Lurkit is a fast-growing Swedish gaming tech company. Since 2019 we’ve been developing an ecosystem that connects all major stakeholders in gaming for commercial and creative growth. Our mission is to provide game developers, publishers, and marketers with the insights they need to understand and target the right audience, publishing and distributing games to content creators effectively, being able to measure results and ROI.
Our platform is now used by 50,000 people, and processes 80,000 complex queries daily containing many CTEs, joins and aggregations. To keep up with user demands and achieve our business goals, we researched possible technologies and partners in the data analytics space. We're a fast-growing startup and our approach is to adopt managed, scalable solutions that will grow with us.
Consolidating 20 TBs of Gaming Data
We pull data from millions of gaming channels on Twitch, YouTube, and TikTok. This includes everything from follower counts to which games are being streamed and viewer numbers. We then process this data and present it to our customers through a BI tool for the gaming industry. Game developers can automate marketing campaigns, distribute their games to hundreds of content creators, and receive detailed performance insights directly on our platform. This helps them understand which games are trending and who the top content creators are.
Initially, we had our own in-house analytics solution built upon MongoDB. The solution became prohibitively expensive. We also ran into issues where some complex queries simply wouldn’t run, and in other cases, response times were way too slow. We needed a solution that could deliver performance efficiently, handle a high number of concurrent users, and scale cost-effectively. We evaluated several options including Snowflake, BigQuery, and Firebolt, testing each platform on several large and complex queries. Firebolt stood out by delivering the highest performance and cost-efficiency for our use case, as well as being very helpful and involved in our project to migrate all of our data and data processing to them.
Setting up Firebolt for Micro-batch Ingestion
Integrating Firebolt into our data stack was a fairly straightforward process and brought immediate benefits. We ingest new data every ten minutes using the Firebolt Node SDK, as our users rely on updated data. Content creators, for example, want to be able to report back to a publisher shortly after a stream is done. Our previous solution enabled them to do this within 24 hours, whereas now they can get these analytics more or less instantly.
Accelerating Query Performance with Indexing
Firebolt's indexing capabilities are a key element for us.

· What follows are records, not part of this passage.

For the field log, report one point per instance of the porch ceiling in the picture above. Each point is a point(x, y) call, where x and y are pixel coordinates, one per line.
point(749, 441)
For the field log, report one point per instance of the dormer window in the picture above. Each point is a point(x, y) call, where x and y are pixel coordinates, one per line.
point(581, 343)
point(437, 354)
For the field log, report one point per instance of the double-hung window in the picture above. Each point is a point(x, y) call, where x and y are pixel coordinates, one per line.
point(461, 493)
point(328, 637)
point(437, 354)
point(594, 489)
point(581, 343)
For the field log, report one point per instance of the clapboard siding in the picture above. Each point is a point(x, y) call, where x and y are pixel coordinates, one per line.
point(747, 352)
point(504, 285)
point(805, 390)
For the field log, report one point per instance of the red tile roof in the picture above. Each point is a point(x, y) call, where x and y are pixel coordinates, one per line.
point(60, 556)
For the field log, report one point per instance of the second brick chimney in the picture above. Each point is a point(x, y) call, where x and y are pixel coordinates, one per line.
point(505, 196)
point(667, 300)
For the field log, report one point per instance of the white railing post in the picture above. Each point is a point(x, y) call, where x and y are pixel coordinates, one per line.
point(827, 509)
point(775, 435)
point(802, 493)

We created an aggregating index which significantly sped up our dashboard performance.This optimization was essential for handling complex queries quickly, even as our data volume grew. We saw huge reductions in query times, making our users’ analytics experience super smooth.
These performance improvements have not only enhanced the user experience but also allowed us to offer more advanced analytics. Our clients now get deeper insights into their player base that were previously impossible. For example, querying contextual data for multiple games in custom time ranges was previously infeasible, and is now actually possible. This new level of insight helps game developers pinpoint exactly the right content creators to work with.
This query shows
Handling Concurrency
Our platform needs to support many users querying data simultaneously, especially during peak times. Firebolt’s architecture allows us to deploy multiple compute engines dedicated to specific workloads, ensuring smooth performance even when demand is high. We saw big improvements in our ability to manage high concurrency. Firebolt's ability to handle high concurrent user loads without slowing down has been crucial for maintaining a high level of service.
These enhancements have allowed us to maintain a consistently fast user experience, regardless of the load on our system.
Optimizing Compute Resources and Costs
Firebolt turned out to be more cost-effective than our previous solutions, with about a 40% lower monthly cost and much higher performance. We have total flexibility and control over resources, so we can adjust the number of compute engines based on demand.
We fine-tune compute resources to balance cost and performance for each workload’s specific needs.
Looking Ahead
Firebolt has been essential in delivering fast insights to our users and allowing us to scale easily as our user base grows. We add new data sources to our platform regularly, and want to move over all of our remaining datasets to Firebolt.